BY: Rick McCann
NTL. ASSOC. PRIVATE OFFICERS
http://www.privateofficer.com/
Law enforcement officers in two different parts of the state assigned to interstate drug squads arrested three people and took more than $12 million of drugs off the streets this week-end.
Officers in Saraland, close to the city of Mobile, searching an 18-wheeler filled with mattresses and furniture Saturday found a 220-pound cocaine stash among the cargo, authorities said.
Two officers’ whose primary duty with the department is to patrol the section of Interstate 65 that runs through Saraland in the hopes of stopping drug traffic, stopped a tractor trailer for moving violations .
When the driver reacted bizarrely to questioning, the officers asked if they could search the cargo, and the driver consented.
A drug-sniffing dog — a Belgian malinois — keyed on the cargo container from the outside, and, once the container was opened, led officers to a wooden shipping crate near the front of the compartment, Young said.
Inside the crate were 10 bundles of cocaine, Young said.

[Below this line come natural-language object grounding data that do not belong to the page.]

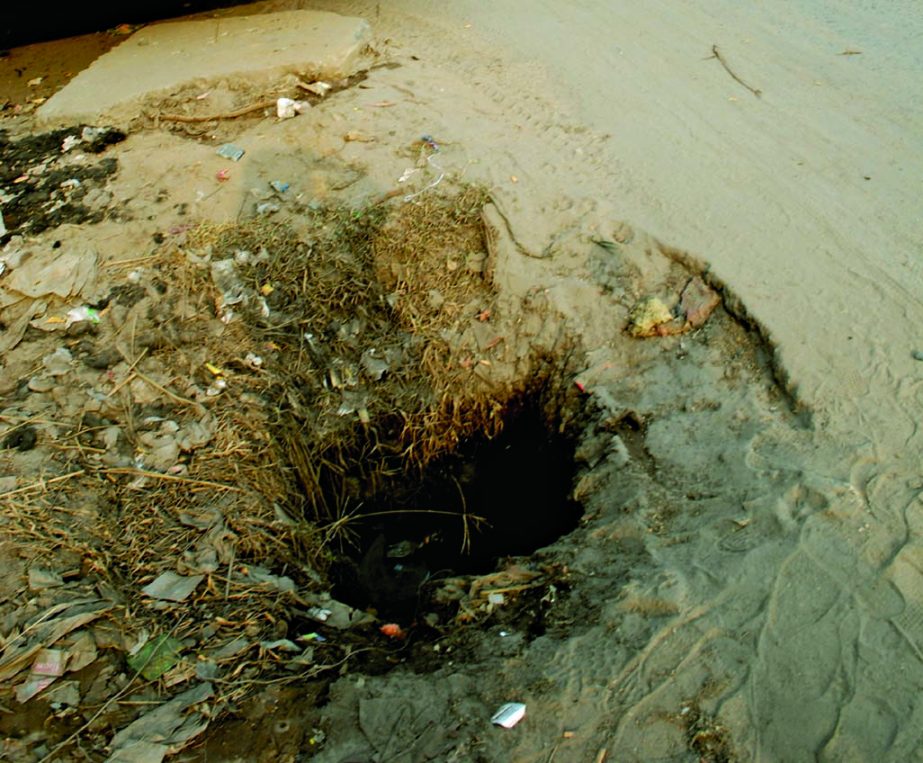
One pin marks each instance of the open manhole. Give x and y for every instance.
(428, 445)
(491, 499)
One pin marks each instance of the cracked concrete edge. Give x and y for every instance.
(260, 51)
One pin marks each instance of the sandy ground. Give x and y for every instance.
(750, 579)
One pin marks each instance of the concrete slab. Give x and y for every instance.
(156, 60)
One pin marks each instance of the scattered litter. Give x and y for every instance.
(649, 318)
(338, 615)
(318, 88)
(53, 272)
(282, 644)
(354, 136)
(267, 208)
(393, 630)
(230, 151)
(653, 317)
(47, 667)
(156, 657)
(165, 730)
(697, 302)
(172, 587)
(58, 363)
(80, 314)
(509, 715)
(286, 108)
(262, 576)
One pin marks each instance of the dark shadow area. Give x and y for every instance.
(492, 499)
(26, 23)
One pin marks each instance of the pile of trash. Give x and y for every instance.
(189, 437)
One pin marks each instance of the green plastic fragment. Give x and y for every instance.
(156, 657)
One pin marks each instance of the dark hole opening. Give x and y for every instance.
(518, 484)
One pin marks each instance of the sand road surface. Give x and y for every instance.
(747, 582)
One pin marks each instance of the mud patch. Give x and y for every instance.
(47, 180)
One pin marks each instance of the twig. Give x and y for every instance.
(212, 117)
(129, 376)
(717, 54)
(42, 484)
(172, 395)
(167, 478)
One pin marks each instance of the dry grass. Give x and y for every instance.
(300, 442)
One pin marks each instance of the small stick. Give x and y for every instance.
(211, 117)
(717, 54)
(166, 478)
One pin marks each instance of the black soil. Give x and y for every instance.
(518, 484)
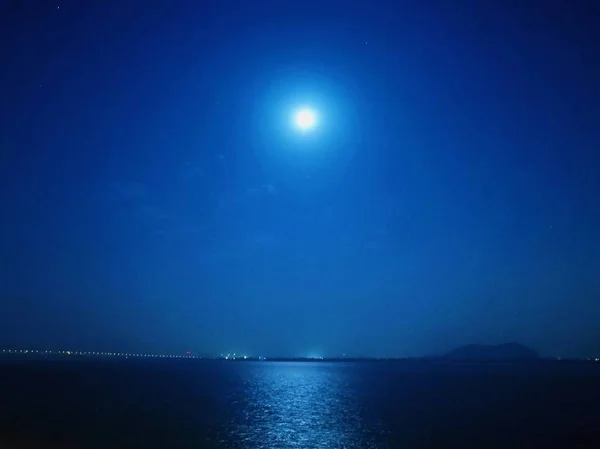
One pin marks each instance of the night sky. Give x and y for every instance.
(155, 195)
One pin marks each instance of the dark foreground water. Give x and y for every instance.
(221, 404)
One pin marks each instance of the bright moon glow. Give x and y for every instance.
(305, 119)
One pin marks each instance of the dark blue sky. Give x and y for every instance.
(155, 197)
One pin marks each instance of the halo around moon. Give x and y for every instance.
(305, 119)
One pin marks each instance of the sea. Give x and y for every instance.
(233, 404)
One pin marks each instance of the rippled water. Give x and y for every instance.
(303, 405)
(298, 405)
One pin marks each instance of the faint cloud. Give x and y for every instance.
(127, 191)
(264, 189)
(191, 172)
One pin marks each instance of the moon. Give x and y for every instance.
(305, 119)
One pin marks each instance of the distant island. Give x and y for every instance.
(506, 351)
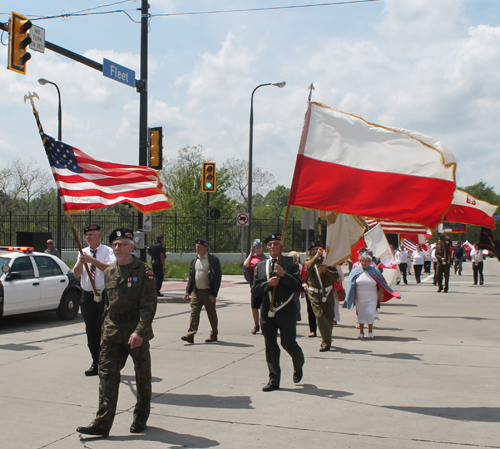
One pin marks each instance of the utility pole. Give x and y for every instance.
(142, 88)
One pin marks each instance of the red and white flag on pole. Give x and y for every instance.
(349, 165)
(469, 210)
(87, 183)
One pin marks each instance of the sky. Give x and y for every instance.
(425, 65)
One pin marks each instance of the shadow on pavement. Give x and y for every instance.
(478, 414)
(474, 318)
(171, 439)
(203, 401)
(313, 390)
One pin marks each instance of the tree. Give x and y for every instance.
(482, 191)
(238, 181)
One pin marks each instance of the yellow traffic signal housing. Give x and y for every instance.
(18, 41)
(156, 148)
(208, 178)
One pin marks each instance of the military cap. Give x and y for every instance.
(257, 243)
(314, 245)
(121, 233)
(276, 236)
(91, 228)
(202, 242)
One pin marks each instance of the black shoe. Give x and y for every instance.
(137, 426)
(297, 376)
(188, 338)
(92, 371)
(92, 429)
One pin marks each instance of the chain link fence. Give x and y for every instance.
(180, 232)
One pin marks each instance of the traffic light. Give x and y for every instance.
(156, 148)
(209, 180)
(19, 40)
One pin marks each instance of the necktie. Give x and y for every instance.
(92, 266)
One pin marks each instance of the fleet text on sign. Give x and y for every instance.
(118, 73)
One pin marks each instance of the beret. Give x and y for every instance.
(121, 233)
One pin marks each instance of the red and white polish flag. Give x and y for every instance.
(469, 210)
(349, 165)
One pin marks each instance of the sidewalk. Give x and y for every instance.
(429, 379)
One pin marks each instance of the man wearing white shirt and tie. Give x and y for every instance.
(98, 257)
(477, 263)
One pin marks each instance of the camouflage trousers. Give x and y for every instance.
(325, 315)
(112, 359)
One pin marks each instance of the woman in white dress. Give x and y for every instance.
(367, 286)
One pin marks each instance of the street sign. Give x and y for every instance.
(118, 73)
(37, 35)
(242, 219)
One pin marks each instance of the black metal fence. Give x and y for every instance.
(224, 234)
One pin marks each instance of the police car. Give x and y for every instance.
(36, 282)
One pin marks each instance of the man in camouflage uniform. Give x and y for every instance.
(130, 309)
(320, 279)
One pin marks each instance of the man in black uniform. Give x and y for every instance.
(286, 278)
(158, 253)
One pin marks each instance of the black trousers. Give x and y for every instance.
(311, 318)
(286, 321)
(92, 316)
(403, 267)
(478, 272)
(158, 272)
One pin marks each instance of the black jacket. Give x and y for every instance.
(214, 275)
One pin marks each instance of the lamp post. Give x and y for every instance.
(43, 81)
(250, 162)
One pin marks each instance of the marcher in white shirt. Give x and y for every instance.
(418, 262)
(98, 257)
(477, 263)
(402, 260)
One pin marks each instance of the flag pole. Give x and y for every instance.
(321, 275)
(68, 216)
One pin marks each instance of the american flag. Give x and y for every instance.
(409, 245)
(87, 183)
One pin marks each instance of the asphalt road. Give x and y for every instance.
(429, 379)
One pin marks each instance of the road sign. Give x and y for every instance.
(118, 73)
(242, 219)
(37, 35)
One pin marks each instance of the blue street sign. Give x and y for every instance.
(118, 73)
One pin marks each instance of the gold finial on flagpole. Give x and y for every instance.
(29, 96)
(311, 88)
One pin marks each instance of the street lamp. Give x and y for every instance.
(43, 81)
(250, 152)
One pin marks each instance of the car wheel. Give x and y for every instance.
(68, 308)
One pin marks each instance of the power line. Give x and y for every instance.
(264, 9)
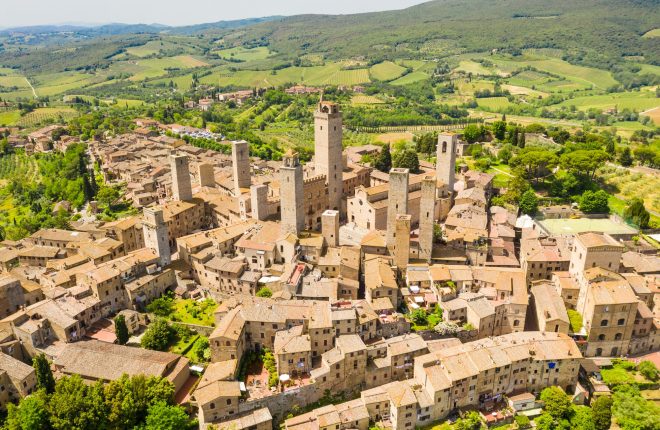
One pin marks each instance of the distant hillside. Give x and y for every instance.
(592, 30)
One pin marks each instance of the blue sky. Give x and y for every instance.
(174, 12)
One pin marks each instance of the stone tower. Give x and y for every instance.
(401, 250)
(427, 217)
(445, 165)
(330, 227)
(259, 201)
(181, 186)
(291, 194)
(240, 160)
(155, 234)
(206, 175)
(328, 148)
(397, 201)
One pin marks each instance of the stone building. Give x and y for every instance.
(328, 134)
(156, 234)
(240, 154)
(397, 201)
(291, 194)
(181, 185)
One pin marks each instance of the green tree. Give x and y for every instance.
(128, 399)
(626, 157)
(384, 160)
(529, 203)
(648, 370)
(201, 349)
(602, 410)
(121, 330)
(30, 414)
(77, 405)
(162, 416)
(407, 159)
(584, 162)
(632, 411)
(107, 195)
(644, 155)
(582, 418)
(499, 130)
(535, 162)
(162, 306)
(264, 292)
(470, 421)
(636, 213)
(556, 402)
(472, 133)
(44, 374)
(419, 317)
(158, 336)
(594, 202)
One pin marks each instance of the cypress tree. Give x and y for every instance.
(43, 373)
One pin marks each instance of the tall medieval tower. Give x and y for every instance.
(181, 185)
(240, 157)
(291, 194)
(328, 148)
(397, 201)
(427, 217)
(445, 165)
(156, 234)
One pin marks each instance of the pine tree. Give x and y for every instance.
(43, 373)
(121, 330)
(384, 160)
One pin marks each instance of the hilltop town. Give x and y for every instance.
(341, 297)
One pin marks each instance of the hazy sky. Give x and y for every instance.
(15, 13)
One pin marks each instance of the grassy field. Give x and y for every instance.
(330, 74)
(493, 103)
(244, 54)
(631, 184)
(9, 117)
(653, 33)
(155, 67)
(386, 71)
(44, 115)
(363, 99)
(639, 101)
(411, 78)
(469, 66)
(192, 312)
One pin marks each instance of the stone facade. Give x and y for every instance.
(328, 135)
(397, 201)
(292, 195)
(181, 186)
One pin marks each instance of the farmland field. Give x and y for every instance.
(639, 101)
(493, 103)
(411, 78)
(386, 71)
(362, 99)
(330, 74)
(474, 68)
(155, 67)
(9, 117)
(244, 54)
(43, 115)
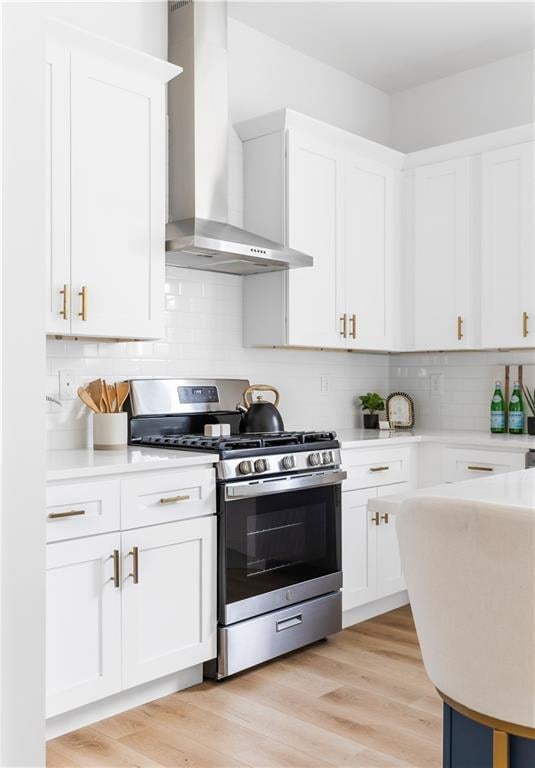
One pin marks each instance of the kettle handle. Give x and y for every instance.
(247, 399)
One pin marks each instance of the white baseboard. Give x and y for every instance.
(376, 608)
(120, 702)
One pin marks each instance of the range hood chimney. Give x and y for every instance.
(199, 235)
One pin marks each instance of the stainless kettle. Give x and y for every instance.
(260, 415)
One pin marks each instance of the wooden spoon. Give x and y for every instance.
(86, 399)
(122, 389)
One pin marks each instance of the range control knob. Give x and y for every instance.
(288, 462)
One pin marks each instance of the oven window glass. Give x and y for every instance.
(275, 541)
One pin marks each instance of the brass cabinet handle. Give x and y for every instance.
(173, 499)
(83, 294)
(71, 513)
(116, 576)
(481, 469)
(135, 564)
(65, 310)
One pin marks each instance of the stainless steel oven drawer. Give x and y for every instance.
(253, 641)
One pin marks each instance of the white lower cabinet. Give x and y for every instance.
(169, 587)
(128, 607)
(83, 622)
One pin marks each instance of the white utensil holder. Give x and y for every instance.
(110, 431)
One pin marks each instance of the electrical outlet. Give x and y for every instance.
(436, 382)
(67, 385)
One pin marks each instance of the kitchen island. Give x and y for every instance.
(468, 552)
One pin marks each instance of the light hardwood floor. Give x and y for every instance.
(360, 700)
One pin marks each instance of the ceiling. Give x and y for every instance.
(394, 46)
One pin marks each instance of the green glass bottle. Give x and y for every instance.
(497, 410)
(516, 411)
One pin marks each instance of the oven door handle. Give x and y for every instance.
(283, 484)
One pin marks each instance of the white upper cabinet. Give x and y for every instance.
(441, 259)
(366, 265)
(107, 138)
(313, 178)
(329, 194)
(507, 252)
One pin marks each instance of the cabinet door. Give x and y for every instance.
(117, 199)
(83, 623)
(312, 221)
(389, 572)
(358, 549)
(442, 256)
(367, 242)
(58, 257)
(169, 615)
(507, 271)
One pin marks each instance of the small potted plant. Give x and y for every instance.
(372, 403)
(530, 400)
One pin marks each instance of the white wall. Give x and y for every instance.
(266, 75)
(141, 25)
(204, 338)
(480, 100)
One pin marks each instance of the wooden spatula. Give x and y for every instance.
(122, 389)
(86, 399)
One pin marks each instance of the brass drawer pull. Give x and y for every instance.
(71, 513)
(83, 294)
(481, 469)
(65, 310)
(174, 499)
(116, 575)
(135, 564)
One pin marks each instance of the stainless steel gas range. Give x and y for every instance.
(279, 518)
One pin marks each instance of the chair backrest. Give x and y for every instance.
(470, 571)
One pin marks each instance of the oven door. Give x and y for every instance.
(279, 542)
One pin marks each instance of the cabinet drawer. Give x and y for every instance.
(368, 469)
(166, 497)
(82, 509)
(468, 464)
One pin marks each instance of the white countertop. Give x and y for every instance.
(512, 489)
(358, 438)
(69, 464)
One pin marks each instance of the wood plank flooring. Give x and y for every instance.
(360, 700)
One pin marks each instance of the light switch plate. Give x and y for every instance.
(67, 385)
(436, 383)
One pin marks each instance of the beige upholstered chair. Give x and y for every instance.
(470, 571)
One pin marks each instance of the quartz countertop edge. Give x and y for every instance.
(82, 463)
(511, 489)
(358, 438)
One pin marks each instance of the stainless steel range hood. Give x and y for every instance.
(200, 235)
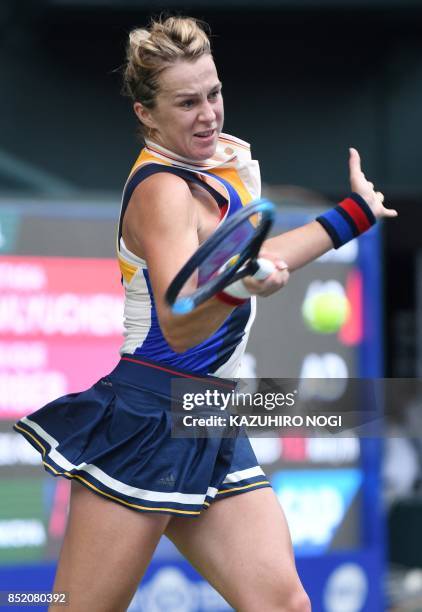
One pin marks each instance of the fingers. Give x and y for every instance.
(354, 163)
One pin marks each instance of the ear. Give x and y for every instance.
(144, 115)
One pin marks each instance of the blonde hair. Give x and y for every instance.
(150, 51)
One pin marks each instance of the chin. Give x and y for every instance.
(202, 153)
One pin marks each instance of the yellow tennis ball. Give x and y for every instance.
(325, 313)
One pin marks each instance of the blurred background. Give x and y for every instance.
(303, 80)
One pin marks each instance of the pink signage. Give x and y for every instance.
(60, 328)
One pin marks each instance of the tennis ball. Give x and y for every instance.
(326, 312)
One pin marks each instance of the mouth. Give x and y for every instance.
(205, 134)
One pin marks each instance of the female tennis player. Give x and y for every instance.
(131, 481)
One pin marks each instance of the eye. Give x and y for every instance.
(187, 103)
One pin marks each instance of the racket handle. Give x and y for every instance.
(238, 288)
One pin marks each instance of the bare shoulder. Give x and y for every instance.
(161, 207)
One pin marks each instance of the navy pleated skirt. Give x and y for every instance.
(115, 438)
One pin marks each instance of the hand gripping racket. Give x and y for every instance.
(228, 255)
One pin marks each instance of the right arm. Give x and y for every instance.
(161, 225)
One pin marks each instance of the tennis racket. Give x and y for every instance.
(228, 255)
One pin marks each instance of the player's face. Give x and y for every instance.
(189, 112)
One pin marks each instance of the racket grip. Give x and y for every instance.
(238, 288)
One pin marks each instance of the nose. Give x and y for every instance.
(207, 112)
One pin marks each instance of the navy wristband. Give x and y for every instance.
(348, 220)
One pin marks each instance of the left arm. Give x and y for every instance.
(305, 244)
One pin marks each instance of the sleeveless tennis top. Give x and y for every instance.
(221, 353)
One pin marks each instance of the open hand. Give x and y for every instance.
(366, 189)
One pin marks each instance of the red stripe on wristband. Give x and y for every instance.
(229, 299)
(358, 215)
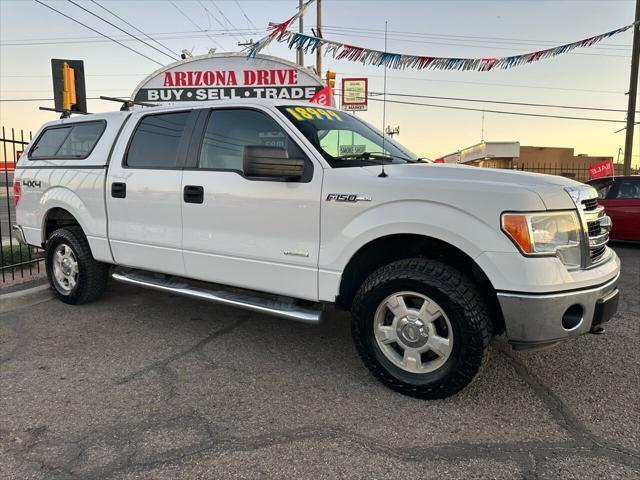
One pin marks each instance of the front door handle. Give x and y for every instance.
(118, 190)
(193, 194)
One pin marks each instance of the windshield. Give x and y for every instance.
(343, 139)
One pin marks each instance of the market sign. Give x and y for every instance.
(228, 76)
(601, 169)
(355, 93)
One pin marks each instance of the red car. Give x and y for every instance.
(620, 196)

Each bundle contained 10 individually wrapped kilos. The shipment would have been worth roughly $11 million on the street, Young said.
Saraland police said that the two officers who stopped the truck were Sgt. Greg Cully and Officer Nick Gorum, who made a similar bust in 2007 that netted 92 kilos of cocaine, Chief Gerald Young said at a news conference Monday.
Cully and Gorum made Saturday’s bust after pulling over the northbound truck near the Celeste Road exit of I-65 for “following too close and improper lane change,” Young said.
Both officers received special training on how to spot potential drug mules on the interstate Young said.
Police routinely use traffic violations to justify pulling over people they have been told are carrying drugs, but Young said his officers did not have prior knowledge about the truck’s contents.
Young said Cully and Gorum’s interstate patrols have turned up stolen cars, guns, drugs and a dead body in a trunk.
Further up the Interstate system in the Birmingham metro area police conducting two separate traffic stops also made substantial drug arrests and recovered large amounts of illegal drugs.
The Jefferson County Sheriff’s Department’s Highway Safety Unit stopped two vehicles in a span of 15 minutes Sunday which led to deputies confiscating more than 400 pounds of marijuana being smuggled on Interstate 20 East near Irondale and Leeds.
According to Lt. Randy Christian, here’s what happened:
A truck pulling a trailer with two horses was stopped for a traffic violation. A search of the trailer uncovered more than 400 pounds of marijuana with a street value of $820,000.
About 15 minutes later, a rental car was stopped with about 10 pounds of marijuana hidden inside. The drugs had a street value of about $22,000.
Although the two stops were unrelated, both vehicles appear to have been headed to the Charlotte, N.C., area.
Jorge Cruz Saenz, 23, of McAllen, Texas, was arrested in the first stop and has been charged with marijuana trafficking. Saenz was being held Monday in the Jefferson County Jail on $250,000 bond.
Courtney Thompson, 28, and Johnnie Robert Thompson, 42, both of Charlotte, N.C., and 34-year-old Oscar Charles Willingham of Gurdon, Ark., were arrested in the second stop. They are charged with marijuana trafficking and are each being held on a $50,000 bond.
Alabama Interstates have long been used as a superhighway connecting drug runners with major cities from the southwest to the east and the north a law enforcement agent said. Alabama is smack dab in the middle of that network and police and sheriff departments have been working together for several years to curb that flow of illegal drugs, weapons, and felons.